In my personal life I don’t feel this nearly as frequently as I do at work. My husband and children are all in with me, so that is a buoy. Of course there are also moments when my husband sees me a little *too* well, but we all need that person who can call us out, right? There’s no pretending with him, and for that I’ll call him my true north; he can help me figure out how to reorient my thinking when I get home after a rough day. 

In my friendships, I am the person “checking in” and remembering other people’s “things” and asking about them. How is your sick kiddo? How did your big meeting go? How was your Mom’s medical appointment? My friends are constantly on my mind, and when I think of someone I shoot them a text message to let them know. That’s not typical behavior for a lot of people, though, and I find myself wishing every once in a while that I would be on the receiving end of one of those “check in” messages. Wouldn’t it be lovely if someone who sees me were to also think of me and want to know how I am? What does it feel like to receive a text message just because, and not simply a reply to a message I sent? These thoughts fill my mind as I try and fall asleep each night.
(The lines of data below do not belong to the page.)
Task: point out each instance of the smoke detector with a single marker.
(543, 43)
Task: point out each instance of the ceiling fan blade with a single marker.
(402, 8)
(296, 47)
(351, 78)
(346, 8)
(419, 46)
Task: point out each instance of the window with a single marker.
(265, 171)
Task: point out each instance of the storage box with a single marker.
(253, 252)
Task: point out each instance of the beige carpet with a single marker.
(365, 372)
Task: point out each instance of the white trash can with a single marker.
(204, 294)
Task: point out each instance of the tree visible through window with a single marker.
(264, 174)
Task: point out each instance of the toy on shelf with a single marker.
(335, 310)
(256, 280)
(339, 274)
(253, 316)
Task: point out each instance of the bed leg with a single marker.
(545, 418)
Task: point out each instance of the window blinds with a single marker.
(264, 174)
You may be thinking, “Wow, this lady is hard on herself, and hard on the people around her. Maybe her colleagues have their own stuff to think about and can’t be worrying about her. And the same for her friends.” My logical mind knows that I am letting other people’s actions impact me too much, even though other people’s actions are out of my realm of control. But to try and act on logic on an invisible day? That’s nearly impossible. After all, knowing and believing are vastly different verbs.
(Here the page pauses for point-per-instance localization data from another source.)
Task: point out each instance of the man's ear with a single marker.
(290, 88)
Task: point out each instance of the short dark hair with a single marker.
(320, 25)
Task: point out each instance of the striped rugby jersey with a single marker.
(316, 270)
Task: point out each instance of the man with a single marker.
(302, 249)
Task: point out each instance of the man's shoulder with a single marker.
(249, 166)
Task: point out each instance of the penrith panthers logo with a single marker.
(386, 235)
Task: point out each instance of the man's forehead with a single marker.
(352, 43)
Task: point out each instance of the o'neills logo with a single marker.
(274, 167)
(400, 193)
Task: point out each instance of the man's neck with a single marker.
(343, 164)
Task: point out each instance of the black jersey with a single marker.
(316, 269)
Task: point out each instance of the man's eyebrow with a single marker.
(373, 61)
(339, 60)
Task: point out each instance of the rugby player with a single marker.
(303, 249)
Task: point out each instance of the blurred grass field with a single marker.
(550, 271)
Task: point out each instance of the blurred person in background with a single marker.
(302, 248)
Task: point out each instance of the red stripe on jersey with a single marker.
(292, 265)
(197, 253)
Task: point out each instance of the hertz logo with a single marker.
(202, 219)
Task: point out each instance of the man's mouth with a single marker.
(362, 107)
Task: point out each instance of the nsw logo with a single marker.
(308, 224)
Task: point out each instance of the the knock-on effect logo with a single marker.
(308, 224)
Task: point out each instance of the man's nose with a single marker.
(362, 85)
Recently an acquaintance of mine shared the article, “The Worst Part Of Anxiety Is Feeling Unloved, Unimportant, And Unappreciated” by Holly Riordan and as soon as I read the title, I KNEW. Or, more accurately, I HOPED. I hoped that this might mean maybe I wasn’t as invisible as I felt. Maybe my brain, my anxiety, was partially responsible for all this. Maybe the people at work weren’t ignoring me…maybe they were simply indifferent and my anxious brain mis-processed it. In her article, Ms. Riordan wrote,

“The worst part of anxiety is feeling like you’re unloved, unimportant, and unappreciated — but you have to remember that your anxiety is playing tricks on you. The horrible things you’ve been thinking other people are thinking aren’t true. No one is judging you as harshly as you’ve been judging yourself. No one else hates you as much as you hate your anxiety.”

Oh, Anxiety the Trickster…you weave such cunning tales; tales that easily make me feel unimportant. But now that I know this is one of your favorite tricks to play on me, if my feelings of being invisible and unappreciated start to get loud in my head, I can reach out to my loved ones who, time and time again, help me see you for what you really are.